A link from Scott: Oprah says "It's great to have a private jet." Great. Does that mean it's socially acceptable for CEOs and companies to use them again?
From the Office of Strategic Analysis and Communication's "Communicators' Corner," a link to an article on why marketing strategies fail.
The Futures Channel has a new movie posted on the Ares Projects, based here at Marshall.
Mary Lynn Dittmar is reporting on how Web 2.0 is opening up public dialogues within NASA.

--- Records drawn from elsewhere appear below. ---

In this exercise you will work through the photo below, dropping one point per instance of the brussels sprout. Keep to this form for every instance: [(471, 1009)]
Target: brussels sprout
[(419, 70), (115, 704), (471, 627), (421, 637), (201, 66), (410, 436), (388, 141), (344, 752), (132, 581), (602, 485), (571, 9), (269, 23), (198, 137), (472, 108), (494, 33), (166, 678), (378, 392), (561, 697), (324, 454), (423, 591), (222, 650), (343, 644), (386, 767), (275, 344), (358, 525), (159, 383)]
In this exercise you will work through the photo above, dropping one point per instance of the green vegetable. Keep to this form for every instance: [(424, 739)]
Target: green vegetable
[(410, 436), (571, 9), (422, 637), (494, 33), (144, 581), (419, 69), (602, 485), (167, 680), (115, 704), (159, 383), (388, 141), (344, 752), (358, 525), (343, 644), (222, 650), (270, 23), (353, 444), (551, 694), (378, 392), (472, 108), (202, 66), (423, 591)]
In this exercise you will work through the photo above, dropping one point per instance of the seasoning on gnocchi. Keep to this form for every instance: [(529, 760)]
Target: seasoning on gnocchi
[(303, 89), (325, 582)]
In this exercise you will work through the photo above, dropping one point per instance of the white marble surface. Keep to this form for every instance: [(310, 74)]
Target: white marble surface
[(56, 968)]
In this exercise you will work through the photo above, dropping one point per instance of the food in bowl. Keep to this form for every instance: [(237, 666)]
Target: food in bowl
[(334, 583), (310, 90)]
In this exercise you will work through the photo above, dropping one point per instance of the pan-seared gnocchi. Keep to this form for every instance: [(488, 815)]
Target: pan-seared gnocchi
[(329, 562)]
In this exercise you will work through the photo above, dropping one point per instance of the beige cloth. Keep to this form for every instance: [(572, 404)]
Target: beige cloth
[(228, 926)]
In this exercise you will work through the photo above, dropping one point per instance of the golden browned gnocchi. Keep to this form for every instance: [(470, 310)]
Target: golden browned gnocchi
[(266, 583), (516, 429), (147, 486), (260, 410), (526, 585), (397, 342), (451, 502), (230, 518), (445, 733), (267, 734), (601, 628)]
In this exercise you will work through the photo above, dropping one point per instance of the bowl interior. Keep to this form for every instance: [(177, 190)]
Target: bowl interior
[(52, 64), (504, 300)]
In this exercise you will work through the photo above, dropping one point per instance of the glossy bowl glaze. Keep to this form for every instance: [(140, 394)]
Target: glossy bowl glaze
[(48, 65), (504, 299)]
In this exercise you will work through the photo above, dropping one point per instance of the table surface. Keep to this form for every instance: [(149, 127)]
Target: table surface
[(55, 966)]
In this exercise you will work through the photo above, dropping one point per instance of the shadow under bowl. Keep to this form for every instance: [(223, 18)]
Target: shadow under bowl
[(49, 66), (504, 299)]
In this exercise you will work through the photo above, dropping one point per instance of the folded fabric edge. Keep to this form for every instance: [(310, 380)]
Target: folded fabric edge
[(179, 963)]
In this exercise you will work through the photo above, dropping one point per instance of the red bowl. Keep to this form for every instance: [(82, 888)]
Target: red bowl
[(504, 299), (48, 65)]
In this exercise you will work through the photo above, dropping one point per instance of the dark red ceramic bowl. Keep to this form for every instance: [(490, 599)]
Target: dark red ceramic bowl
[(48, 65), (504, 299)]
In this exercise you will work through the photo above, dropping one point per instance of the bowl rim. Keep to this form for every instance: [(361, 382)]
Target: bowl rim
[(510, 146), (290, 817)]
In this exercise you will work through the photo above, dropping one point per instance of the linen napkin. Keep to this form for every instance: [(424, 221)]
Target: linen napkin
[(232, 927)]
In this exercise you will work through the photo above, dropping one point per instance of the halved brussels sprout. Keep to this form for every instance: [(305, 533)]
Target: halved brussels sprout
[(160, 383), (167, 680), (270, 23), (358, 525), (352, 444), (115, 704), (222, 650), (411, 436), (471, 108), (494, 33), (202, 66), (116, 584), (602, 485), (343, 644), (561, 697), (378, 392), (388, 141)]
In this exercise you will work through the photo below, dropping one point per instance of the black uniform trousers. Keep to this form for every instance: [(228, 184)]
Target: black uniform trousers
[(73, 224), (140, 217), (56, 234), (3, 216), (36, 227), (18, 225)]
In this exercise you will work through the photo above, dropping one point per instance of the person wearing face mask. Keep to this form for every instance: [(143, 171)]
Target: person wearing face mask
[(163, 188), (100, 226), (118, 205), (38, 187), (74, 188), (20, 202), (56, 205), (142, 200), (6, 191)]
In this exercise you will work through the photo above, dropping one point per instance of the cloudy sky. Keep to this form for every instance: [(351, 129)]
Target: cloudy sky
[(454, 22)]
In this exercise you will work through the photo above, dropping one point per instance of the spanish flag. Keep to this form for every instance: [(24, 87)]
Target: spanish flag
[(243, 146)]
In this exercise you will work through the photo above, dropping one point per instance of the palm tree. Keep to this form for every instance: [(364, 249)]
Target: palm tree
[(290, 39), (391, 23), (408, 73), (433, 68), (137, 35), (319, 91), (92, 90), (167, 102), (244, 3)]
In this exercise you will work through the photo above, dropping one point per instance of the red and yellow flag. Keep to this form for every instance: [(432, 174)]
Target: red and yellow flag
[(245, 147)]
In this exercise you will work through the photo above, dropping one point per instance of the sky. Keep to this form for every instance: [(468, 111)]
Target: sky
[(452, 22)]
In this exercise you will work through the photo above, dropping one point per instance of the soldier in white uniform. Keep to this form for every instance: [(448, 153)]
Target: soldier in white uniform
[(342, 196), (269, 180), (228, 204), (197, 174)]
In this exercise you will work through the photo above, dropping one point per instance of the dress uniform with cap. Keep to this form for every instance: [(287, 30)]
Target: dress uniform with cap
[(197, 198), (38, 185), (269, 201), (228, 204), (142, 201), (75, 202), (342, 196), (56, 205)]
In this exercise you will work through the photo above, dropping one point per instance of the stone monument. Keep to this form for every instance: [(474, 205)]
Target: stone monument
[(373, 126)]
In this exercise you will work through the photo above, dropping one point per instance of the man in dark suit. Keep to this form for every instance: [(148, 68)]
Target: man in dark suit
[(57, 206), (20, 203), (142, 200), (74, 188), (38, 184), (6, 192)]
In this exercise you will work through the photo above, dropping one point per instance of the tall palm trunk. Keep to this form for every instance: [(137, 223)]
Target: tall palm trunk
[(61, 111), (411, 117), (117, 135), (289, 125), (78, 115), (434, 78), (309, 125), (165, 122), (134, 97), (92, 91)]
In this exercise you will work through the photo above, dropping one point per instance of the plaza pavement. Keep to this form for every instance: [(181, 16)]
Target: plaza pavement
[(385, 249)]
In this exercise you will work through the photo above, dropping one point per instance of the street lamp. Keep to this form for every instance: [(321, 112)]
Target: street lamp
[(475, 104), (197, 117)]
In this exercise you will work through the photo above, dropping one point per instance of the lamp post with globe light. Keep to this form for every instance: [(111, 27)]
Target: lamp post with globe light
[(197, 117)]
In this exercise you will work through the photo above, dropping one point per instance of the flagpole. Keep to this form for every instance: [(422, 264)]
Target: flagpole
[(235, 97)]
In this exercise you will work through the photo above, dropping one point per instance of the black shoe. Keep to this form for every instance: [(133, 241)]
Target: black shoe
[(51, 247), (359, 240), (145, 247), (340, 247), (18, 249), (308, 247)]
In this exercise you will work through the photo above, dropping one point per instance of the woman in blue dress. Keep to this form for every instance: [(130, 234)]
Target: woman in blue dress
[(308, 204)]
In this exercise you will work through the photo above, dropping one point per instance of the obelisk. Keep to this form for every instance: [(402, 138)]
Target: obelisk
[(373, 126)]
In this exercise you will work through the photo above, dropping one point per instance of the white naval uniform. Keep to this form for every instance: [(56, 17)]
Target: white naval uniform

Tim Bailey, one of my fellow space advocates (though a bit younger) posted this link in Facebook about how law firm partners don't understand what motivates or how to motivate Generation Y. Basically, the up-and-coming generation expects concessions to "balance" in their personal lives and that they aren't as interested in base concerns like money or regular business hours. Well, good luck, if they manage it. I belong to, and was raised by parents who went to, the School of Hard Knocks. This is this school that believes in putting in long hours, occasionally missing your kids, but doing whatever it took to get the job done right and well. That was just the expectation, for the Silent Generation, the Greatest Generation, and I'm willing to bet a lot of American generations before that. It's only with the Baby Boomers and their offspring that ideas like personal fulfillment became vogue in the workplace. This is of a piece with that quarter-life crisis thing I was ranting about the other day. If you expect to do it all and have it all (great career, great personal life, loving family, etc.), you'll either lose focus or get burned out trying to fulfill unrealistic expectations). As it happens, I'm a workaholic, but I also have passions in life--space advocacy, science and technical writing, blogging, helping friends with their resumes and career plans--that fill a great deal of my time, and quite happily so. I also manage to stay in touch with my out-of-state family and my church. Something had to give, so I'm not married. So what? Anyhow, if Gen Y wants to go easier on their work lives to spend more time at home, that's great. I'll be in my office when they get back...the boss's office, that is.
The Hubble repair mission is proceeding nicely. Good!
And just on a personal note, I got some nice comments about the proposal I wrote (with help from my HAL5 partners in crime) to bid on the 2011 ISDC. The reward for work is more hard work. Now I get to give a formal presentation at the 2009 ISDC in Orlando in two weeks. No sweat. Need one dog, one pony, and a couple of Vannas.